There is no hierarchy. No one is busy with analyzing facts as, for example: ‘So-and-so started this movement then and there, these people have followed, and made this development, and thats why this piece has certain significance’. It hardly ever happens in this way. And I feel that in fine arts of fashion the popularity of the field is so high that certain people instead of making start writing about it. And as a maker you are busy with communicating with the work, rather then communicating with words.So if one wants do dedicate himself to writing, he learns the skills and begins writing. But I’m not giving up my career, and it happens in all the jewellery schools. There are so many talented people there, but no one wants to swap over to the verbal, intellectual part. And thats why they founded the ‘Academia Del Disegno’ in Rome, the first school dedicated to teaching art. They wanted to create a verbal language to the language of art. They wanted to find a verbalization of what is happening visually.

CO:

Manifestos and writing about your position within the field made people like Herman Junger and Otto Kunzli more important and weighty.

UR:

Exactly.
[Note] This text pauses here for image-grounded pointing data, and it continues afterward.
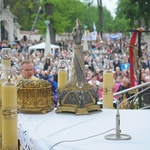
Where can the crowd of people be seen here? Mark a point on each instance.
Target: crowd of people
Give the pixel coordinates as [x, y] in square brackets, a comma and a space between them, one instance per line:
[97, 59]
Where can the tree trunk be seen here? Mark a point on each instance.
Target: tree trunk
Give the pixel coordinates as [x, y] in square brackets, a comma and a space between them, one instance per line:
[100, 16]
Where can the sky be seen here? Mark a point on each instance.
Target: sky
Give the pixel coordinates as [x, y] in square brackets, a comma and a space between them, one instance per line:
[111, 5]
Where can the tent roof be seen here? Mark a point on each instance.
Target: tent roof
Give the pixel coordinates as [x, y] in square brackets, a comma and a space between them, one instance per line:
[42, 46]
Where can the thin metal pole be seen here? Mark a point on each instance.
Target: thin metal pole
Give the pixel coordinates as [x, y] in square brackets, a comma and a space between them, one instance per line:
[34, 23]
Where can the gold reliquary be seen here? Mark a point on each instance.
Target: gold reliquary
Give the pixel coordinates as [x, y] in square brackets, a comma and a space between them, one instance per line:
[77, 97]
[34, 96]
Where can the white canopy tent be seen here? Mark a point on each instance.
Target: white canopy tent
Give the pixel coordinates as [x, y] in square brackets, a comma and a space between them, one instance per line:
[42, 46]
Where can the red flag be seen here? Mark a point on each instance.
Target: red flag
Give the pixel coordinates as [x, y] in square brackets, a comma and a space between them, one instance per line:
[132, 43]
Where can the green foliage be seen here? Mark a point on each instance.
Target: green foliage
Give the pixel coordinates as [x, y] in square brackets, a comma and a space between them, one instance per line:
[133, 10]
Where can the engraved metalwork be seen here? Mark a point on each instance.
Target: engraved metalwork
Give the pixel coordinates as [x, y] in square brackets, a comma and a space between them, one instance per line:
[34, 96]
[9, 113]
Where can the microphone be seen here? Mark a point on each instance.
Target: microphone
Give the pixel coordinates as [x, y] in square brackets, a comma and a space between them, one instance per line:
[119, 136]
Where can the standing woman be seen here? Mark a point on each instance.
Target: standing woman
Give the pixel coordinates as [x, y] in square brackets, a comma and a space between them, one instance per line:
[47, 64]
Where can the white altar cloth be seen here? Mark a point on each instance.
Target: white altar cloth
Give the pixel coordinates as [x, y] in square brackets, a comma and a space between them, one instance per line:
[41, 131]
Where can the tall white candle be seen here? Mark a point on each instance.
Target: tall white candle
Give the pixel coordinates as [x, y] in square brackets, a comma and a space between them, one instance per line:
[9, 116]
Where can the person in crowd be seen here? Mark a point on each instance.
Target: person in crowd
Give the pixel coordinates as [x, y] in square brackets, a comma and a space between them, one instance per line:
[27, 71]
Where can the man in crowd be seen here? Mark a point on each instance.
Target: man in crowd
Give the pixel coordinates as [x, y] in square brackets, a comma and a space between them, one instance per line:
[27, 71]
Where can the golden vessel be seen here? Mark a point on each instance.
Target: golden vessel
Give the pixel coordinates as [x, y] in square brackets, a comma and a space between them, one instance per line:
[34, 96]
[77, 97]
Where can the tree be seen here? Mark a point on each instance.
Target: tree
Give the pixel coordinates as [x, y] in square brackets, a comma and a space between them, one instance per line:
[100, 14]
[134, 9]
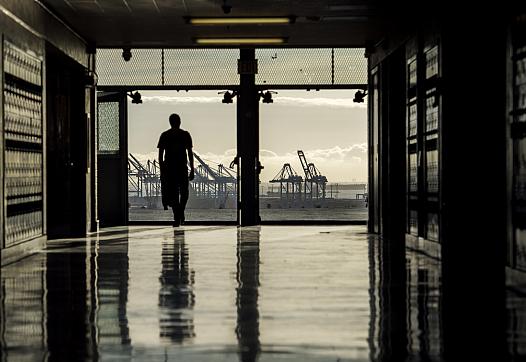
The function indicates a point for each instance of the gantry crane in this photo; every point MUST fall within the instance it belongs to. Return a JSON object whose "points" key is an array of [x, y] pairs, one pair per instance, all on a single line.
{"points": [[289, 185], [315, 183]]}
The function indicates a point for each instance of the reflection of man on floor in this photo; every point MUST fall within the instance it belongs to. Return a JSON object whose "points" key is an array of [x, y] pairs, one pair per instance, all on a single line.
{"points": [[174, 146]]}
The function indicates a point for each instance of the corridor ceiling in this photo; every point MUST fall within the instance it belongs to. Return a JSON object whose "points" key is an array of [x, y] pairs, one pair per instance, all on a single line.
{"points": [[161, 23]]}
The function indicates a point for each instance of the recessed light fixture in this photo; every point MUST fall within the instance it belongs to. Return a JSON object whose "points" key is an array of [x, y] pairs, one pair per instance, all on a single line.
{"points": [[241, 21], [239, 41]]}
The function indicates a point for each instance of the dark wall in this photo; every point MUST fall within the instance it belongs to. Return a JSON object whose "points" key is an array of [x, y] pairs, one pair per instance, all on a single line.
{"points": [[472, 178], [67, 130]]}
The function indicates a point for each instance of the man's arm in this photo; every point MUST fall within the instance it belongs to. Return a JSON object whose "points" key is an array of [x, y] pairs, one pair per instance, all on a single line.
{"points": [[191, 159], [161, 151]]}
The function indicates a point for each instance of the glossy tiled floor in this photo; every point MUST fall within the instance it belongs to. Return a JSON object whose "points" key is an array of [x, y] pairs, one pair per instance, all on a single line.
{"points": [[271, 293]]}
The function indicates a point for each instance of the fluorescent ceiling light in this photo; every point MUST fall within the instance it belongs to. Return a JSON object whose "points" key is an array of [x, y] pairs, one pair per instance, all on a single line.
{"points": [[237, 41], [239, 21]]}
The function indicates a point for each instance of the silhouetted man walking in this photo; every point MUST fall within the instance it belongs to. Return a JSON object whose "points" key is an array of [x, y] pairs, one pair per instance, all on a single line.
{"points": [[174, 146]]}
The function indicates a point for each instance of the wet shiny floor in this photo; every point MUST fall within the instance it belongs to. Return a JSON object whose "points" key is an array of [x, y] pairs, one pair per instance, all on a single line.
{"points": [[271, 293]]}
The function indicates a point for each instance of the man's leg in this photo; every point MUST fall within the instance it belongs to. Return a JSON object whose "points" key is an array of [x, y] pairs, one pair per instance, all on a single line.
{"points": [[176, 205], [184, 198]]}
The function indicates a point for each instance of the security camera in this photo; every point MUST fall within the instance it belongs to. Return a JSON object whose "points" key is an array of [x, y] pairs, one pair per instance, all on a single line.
{"points": [[126, 54], [226, 8]]}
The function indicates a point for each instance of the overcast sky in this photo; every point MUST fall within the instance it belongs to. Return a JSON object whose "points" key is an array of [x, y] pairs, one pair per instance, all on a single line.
{"points": [[326, 125]]}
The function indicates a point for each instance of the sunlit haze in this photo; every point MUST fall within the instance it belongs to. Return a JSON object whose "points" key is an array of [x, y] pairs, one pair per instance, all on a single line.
{"points": [[326, 125]]}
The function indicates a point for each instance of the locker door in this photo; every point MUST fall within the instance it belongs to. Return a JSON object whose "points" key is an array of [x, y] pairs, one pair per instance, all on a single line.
{"points": [[112, 155]]}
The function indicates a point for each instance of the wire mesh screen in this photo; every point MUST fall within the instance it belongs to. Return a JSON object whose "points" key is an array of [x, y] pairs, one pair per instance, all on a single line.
{"points": [[108, 127], [144, 67], [201, 66], [218, 67], [294, 66], [350, 66]]}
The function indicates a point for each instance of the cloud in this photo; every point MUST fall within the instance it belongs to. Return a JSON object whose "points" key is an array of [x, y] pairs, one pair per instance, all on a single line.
{"points": [[339, 164], [344, 103]]}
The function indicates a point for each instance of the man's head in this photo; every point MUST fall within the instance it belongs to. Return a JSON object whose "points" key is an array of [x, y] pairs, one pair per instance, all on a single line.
{"points": [[175, 120]]}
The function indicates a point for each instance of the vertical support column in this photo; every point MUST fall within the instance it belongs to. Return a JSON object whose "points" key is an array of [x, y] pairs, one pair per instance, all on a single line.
{"points": [[474, 186], [92, 146], [248, 139]]}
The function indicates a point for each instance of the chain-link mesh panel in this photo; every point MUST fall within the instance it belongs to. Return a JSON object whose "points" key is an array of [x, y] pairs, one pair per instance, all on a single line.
{"points": [[201, 66], [144, 67], [294, 66], [108, 128], [218, 67], [350, 66]]}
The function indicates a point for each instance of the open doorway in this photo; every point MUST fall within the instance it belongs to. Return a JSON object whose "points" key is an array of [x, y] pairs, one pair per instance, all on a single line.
{"points": [[314, 150], [212, 127]]}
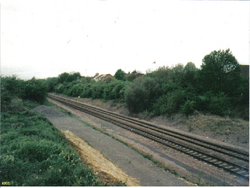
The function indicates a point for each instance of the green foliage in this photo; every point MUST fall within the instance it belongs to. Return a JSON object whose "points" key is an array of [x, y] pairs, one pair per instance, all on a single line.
{"points": [[120, 75], [51, 83], [141, 94], [169, 103], [220, 72], [63, 77], [188, 107], [219, 104], [66, 77], [35, 153], [35, 90]]}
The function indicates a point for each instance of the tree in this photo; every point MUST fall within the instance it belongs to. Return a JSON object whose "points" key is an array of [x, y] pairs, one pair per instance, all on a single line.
{"points": [[120, 75], [220, 72], [63, 77], [189, 75], [141, 94], [35, 90]]}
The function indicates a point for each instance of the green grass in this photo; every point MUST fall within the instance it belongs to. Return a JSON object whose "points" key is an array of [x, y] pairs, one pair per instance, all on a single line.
{"points": [[35, 153]]}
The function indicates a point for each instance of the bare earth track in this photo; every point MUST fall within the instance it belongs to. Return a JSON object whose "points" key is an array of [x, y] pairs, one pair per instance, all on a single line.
{"points": [[231, 159]]}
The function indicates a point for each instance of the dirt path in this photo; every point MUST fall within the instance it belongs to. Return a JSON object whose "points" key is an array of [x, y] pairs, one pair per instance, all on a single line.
{"points": [[128, 160]]}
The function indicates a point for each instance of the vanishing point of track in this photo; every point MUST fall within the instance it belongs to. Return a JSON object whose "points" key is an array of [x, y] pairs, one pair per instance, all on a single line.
{"points": [[231, 159]]}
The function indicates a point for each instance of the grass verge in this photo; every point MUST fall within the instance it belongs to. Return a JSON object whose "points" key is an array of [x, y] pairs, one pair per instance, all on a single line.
{"points": [[35, 153]]}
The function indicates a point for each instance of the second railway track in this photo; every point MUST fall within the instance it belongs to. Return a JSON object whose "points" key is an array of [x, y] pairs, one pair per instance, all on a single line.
{"points": [[231, 159]]}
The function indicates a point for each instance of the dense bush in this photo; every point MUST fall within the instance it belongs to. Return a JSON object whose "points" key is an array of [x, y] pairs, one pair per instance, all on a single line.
{"points": [[35, 90], [169, 103], [141, 94], [217, 88], [188, 107]]}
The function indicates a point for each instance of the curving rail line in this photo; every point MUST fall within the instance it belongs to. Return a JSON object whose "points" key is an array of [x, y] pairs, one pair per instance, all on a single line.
{"points": [[230, 159]]}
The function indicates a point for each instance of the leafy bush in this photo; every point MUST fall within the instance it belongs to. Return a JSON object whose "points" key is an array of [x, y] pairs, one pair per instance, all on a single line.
{"points": [[141, 94], [219, 104], [169, 103], [188, 107], [35, 90]]}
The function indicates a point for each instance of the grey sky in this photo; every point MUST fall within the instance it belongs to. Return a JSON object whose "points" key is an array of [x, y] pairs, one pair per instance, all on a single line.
{"points": [[46, 38]]}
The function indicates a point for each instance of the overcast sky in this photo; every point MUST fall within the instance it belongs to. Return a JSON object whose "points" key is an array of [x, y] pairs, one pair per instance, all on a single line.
{"points": [[46, 38]]}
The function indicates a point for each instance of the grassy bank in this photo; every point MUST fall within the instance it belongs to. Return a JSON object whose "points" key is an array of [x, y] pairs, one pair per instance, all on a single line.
{"points": [[35, 153]]}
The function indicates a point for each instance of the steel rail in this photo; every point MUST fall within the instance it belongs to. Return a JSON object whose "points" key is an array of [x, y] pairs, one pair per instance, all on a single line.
{"points": [[152, 134]]}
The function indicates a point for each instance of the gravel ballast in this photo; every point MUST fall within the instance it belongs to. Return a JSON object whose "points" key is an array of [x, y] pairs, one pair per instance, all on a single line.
{"points": [[126, 158]]}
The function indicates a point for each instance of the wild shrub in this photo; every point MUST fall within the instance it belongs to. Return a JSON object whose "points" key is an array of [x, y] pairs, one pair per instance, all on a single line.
{"points": [[219, 104], [169, 103], [97, 90], [188, 107], [35, 90], [141, 94]]}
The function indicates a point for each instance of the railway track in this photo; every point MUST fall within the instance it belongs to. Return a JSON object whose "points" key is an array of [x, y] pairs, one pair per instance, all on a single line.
{"points": [[231, 159]]}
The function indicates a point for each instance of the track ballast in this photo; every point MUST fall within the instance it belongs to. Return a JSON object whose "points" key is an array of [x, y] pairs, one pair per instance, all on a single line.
{"points": [[231, 159]]}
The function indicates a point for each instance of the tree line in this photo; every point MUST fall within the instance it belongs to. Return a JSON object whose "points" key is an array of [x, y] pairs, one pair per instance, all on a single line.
{"points": [[217, 87]]}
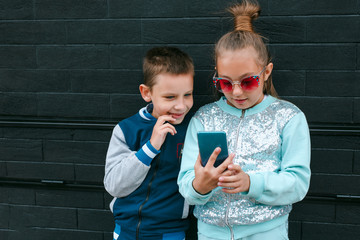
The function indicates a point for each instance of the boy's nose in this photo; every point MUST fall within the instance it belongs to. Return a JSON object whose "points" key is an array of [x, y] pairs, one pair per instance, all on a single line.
{"points": [[180, 104]]}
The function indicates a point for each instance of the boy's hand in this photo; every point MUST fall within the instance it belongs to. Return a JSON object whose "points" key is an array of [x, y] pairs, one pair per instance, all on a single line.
{"points": [[207, 178], [161, 128], [239, 181]]}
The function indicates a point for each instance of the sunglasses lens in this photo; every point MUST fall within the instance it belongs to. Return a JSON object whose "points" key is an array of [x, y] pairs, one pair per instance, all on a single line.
{"points": [[224, 85], [250, 83]]}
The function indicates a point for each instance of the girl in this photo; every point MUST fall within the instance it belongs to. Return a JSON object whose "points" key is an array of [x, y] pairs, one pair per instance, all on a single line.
{"points": [[249, 196]]}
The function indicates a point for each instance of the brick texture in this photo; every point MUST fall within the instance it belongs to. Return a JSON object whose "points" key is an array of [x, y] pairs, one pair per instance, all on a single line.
{"points": [[70, 70]]}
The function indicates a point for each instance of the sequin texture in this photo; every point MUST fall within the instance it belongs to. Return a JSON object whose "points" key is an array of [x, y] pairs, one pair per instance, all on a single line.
{"points": [[258, 149]]}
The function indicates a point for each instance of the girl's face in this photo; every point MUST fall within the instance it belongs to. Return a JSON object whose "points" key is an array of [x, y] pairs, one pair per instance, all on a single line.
{"points": [[237, 65], [171, 95]]}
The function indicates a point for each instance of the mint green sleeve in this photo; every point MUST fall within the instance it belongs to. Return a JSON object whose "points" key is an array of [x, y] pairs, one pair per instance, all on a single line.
{"points": [[187, 173], [291, 183]]}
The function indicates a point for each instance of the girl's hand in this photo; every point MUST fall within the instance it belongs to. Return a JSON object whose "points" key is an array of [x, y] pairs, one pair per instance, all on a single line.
{"points": [[239, 181], [207, 178], [161, 129]]}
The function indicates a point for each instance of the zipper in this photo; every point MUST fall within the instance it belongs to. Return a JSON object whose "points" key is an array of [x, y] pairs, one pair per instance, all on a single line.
{"points": [[229, 196], [147, 196]]}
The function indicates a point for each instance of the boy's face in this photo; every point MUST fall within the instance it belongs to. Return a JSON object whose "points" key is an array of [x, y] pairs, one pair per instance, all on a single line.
{"points": [[171, 95]]}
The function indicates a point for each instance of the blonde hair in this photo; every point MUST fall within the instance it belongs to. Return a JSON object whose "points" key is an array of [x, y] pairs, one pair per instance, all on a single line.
{"points": [[165, 60], [244, 36]]}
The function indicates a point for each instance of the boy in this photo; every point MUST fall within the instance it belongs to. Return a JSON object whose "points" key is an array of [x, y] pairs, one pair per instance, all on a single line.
{"points": [[143, 160]]}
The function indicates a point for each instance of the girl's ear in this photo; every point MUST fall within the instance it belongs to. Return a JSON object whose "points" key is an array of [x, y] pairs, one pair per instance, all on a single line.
{"points": [[268, 70], [145, 92]]}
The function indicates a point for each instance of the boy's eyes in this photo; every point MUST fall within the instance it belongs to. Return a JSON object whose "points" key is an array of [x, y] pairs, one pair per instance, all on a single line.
{"points": [[172, 97]]}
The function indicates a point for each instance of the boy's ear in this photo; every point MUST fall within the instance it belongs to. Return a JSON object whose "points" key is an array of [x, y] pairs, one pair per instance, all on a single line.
{"points": [[145, 92]]}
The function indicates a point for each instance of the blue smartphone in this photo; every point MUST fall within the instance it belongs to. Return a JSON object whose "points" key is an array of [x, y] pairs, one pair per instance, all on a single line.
{"points": [[208, 141]]}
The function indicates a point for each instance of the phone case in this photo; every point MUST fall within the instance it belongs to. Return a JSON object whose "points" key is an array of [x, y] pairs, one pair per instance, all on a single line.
{"points": [[210, 140]]}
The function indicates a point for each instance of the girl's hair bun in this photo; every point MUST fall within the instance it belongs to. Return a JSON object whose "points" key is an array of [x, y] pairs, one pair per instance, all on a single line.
{"points": [[244, 13]]}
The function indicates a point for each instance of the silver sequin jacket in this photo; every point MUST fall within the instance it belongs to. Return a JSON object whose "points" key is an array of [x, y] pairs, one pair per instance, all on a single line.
{"points": [[272, 145]]}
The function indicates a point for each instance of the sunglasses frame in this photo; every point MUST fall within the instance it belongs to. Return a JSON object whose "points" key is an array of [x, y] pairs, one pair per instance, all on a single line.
{"points": [[216, 79]]}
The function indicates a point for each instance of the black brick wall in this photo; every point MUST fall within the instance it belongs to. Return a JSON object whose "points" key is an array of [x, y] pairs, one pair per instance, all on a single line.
{"points": [[70, 70]]}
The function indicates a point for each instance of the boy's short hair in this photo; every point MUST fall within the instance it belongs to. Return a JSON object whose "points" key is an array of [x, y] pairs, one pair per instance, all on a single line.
{"points": [[165, 60]]}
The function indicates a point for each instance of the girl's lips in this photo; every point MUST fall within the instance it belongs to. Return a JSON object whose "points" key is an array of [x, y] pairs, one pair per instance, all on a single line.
{"points": [[240, 101], [177, 115]]}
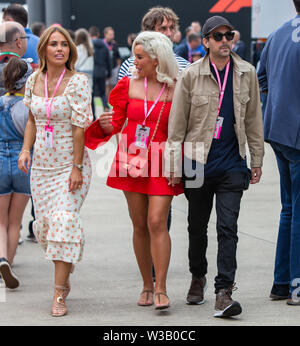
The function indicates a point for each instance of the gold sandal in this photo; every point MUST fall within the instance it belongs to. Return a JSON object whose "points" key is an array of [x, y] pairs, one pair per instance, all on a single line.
{"points": [[148, 292], [59, 308], [161, 306], [67, 289], [68, 284]]}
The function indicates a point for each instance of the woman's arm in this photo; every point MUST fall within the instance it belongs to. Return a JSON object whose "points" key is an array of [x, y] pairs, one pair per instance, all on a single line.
{"points": [[29, 140], [76, 179]]}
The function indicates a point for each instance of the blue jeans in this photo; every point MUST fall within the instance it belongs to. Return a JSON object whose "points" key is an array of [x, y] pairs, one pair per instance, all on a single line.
{"points": [[287, 260], [12, 179]]}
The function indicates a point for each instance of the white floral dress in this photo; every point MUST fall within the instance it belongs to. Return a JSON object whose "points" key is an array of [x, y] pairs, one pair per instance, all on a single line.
{"points": [[58, 226]]}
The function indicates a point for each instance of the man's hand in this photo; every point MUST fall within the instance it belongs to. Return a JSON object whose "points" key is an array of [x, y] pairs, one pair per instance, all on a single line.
{"points": [[173, 180], [256, 175], [105, 121]]}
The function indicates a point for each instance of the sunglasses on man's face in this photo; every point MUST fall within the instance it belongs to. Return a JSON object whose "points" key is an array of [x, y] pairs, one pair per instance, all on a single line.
{"points": [[218, 36]]}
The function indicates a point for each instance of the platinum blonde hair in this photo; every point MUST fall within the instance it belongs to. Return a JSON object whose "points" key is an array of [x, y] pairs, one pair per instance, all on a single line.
{"points": [[160, 47]]}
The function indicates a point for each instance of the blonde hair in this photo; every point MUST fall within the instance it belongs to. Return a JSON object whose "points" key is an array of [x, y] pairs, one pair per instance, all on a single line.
{"points": [[43, 42], [82, 36], [160, 47]]}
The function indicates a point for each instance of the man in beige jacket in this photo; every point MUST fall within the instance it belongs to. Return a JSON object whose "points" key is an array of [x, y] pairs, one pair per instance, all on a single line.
{"points": [[216, 110]]}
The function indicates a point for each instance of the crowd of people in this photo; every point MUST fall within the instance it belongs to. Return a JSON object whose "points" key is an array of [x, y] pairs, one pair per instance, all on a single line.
{"points": [[184, 112]]}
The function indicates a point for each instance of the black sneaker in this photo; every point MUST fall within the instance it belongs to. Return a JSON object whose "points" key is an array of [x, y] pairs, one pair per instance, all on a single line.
{"points": [[280, 292], [196, 292], [9, 277], [225, 306]]}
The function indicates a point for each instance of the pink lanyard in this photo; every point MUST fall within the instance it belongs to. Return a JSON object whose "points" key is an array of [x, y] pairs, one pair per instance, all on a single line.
{"points": [[48, 104], [155, 102], [221, 88]]}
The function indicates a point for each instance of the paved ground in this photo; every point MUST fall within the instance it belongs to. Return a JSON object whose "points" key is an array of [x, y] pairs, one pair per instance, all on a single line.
{"points": [[106, 284]]}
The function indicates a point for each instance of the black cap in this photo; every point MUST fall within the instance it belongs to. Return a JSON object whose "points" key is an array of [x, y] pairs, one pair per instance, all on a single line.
{"points": [[214, 22]]}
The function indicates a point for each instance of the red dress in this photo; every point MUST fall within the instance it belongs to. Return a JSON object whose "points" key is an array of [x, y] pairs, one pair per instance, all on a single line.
{"points": [[133, 110]]}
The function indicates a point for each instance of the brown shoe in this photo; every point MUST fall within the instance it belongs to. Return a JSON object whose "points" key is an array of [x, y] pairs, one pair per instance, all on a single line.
{"points": [[196, 292], [225, 306]]}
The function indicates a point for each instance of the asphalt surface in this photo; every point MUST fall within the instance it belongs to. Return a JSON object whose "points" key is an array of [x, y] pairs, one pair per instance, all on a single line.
{"points": [[106, 284]]}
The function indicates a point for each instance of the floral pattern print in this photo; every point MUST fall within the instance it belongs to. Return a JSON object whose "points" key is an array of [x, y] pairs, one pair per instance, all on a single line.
{"points": [[58, 227]]}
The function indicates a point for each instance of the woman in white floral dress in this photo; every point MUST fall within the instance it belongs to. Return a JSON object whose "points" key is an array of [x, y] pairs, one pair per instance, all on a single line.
{"points": [[59, 102]]}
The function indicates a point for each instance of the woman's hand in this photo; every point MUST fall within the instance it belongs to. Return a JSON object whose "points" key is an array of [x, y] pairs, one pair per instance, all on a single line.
{"points": [[173, 180], [24, 161], [105, 122], [75, 180]]}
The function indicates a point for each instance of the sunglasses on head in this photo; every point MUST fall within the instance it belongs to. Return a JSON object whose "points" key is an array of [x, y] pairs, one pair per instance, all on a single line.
{"points": [[218, 36]]}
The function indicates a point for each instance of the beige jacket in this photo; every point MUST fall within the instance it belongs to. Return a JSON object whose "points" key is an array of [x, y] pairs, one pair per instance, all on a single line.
{"points": [[194, 112]]}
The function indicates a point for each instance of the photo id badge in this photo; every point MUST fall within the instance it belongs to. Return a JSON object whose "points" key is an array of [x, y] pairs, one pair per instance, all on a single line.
{"points": [[142, 136], [218, 128], [48, 136]]}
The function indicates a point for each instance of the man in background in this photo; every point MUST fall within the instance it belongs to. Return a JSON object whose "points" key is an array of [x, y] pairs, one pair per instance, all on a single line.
{"points": [[279, 75], [17, 13]]}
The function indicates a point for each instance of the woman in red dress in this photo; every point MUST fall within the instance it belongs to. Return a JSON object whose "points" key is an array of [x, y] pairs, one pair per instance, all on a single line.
{"points": [[145, 102]]}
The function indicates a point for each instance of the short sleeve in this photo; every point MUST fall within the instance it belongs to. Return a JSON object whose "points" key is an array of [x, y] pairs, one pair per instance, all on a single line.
{"points": [[79, 97], [118, 98], [29, 89]]}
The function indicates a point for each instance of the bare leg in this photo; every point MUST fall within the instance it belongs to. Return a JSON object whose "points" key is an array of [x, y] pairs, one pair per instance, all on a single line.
{"points": [[138, 206], [16, 210], [62, 272], [158, 212], [4, 207]]}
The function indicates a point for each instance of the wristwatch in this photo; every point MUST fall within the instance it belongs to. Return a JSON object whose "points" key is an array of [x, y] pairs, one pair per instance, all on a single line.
{"points": [[80, 167]]}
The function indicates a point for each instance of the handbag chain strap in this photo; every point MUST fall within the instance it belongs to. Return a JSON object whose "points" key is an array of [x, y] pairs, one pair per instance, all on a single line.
{"points": [[158, 121]]}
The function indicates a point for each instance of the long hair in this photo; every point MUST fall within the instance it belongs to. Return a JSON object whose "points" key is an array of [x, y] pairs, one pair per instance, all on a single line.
{"points": [[156, 15], [43, 42], [159, 46], [82, 37], [12, 72]]}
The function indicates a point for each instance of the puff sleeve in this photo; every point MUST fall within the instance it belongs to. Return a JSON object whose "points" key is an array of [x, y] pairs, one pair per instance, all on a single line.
{"points": [[29, 89], [118, 98], [79, 97]]}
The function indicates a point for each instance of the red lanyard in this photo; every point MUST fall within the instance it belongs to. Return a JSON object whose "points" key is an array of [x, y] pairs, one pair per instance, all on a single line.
{"points": [[155, 102], [221, 87], [48, 104]]}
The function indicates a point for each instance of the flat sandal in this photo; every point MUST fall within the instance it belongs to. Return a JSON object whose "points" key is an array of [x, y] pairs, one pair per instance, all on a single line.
{"points": [[59, 308], [147, 298], [161, 306]]}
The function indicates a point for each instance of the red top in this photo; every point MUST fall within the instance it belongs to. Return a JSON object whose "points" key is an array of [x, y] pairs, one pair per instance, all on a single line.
{"points": [[133, 110]]}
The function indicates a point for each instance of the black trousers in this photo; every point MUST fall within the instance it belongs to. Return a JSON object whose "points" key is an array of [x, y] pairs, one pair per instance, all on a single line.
{"points": [[228, 190]]}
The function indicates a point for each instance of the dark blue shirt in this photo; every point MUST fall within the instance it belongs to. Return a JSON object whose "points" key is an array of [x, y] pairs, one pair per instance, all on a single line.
{"points": [[279, 74], [224, 152]]}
So if you had a manifesto you would be more appreciated. Its like the impressionists have put down into words that they want to paint outside because they are sick of the studio light. And people who perceive art through verbal language first will always dig something where they are more intellectually stimulated. So the Impressionism becomes immediately successful because there was a clear manifesto, where they stated their ideas. And thats the moment when it becomes more open to ‘mixing with other colors’. I start painting and I immediately call my writer friend to come over, drink some wine and talk about my work. We shall step out of our circles and deal with other people. We have to start involving others in order to grow. The future is bright. The field is infinite. You can learn and apply any science, craft, philosophy to jewellery making. The beauty is in these infinite possibilities and openness. You have Shcmuck in Munich, where you see latest developments of the contemporary jewellery, but few weeks before that there is Inhorgenta, a huge fair of craft jewellery, and it is also valid, it has its place.

CO:

What is a perfect piece of jewellery?

UR:

Perfect Jewel. For me the first perfect jewel I saw was a ‘Tear Bucket’ by Dinie Besems. It has a very simple shape. A black ring. On top of it sits a little black cup. And this cup is to contain a tear. And because of water’s qualities to round up due to its surface tension, the top becomes a perfect bead : on the bottom – metal, on top – water. ‘Tear Bucket’. The title and the picture make you cry when you see it. For me it is a perfect jewel.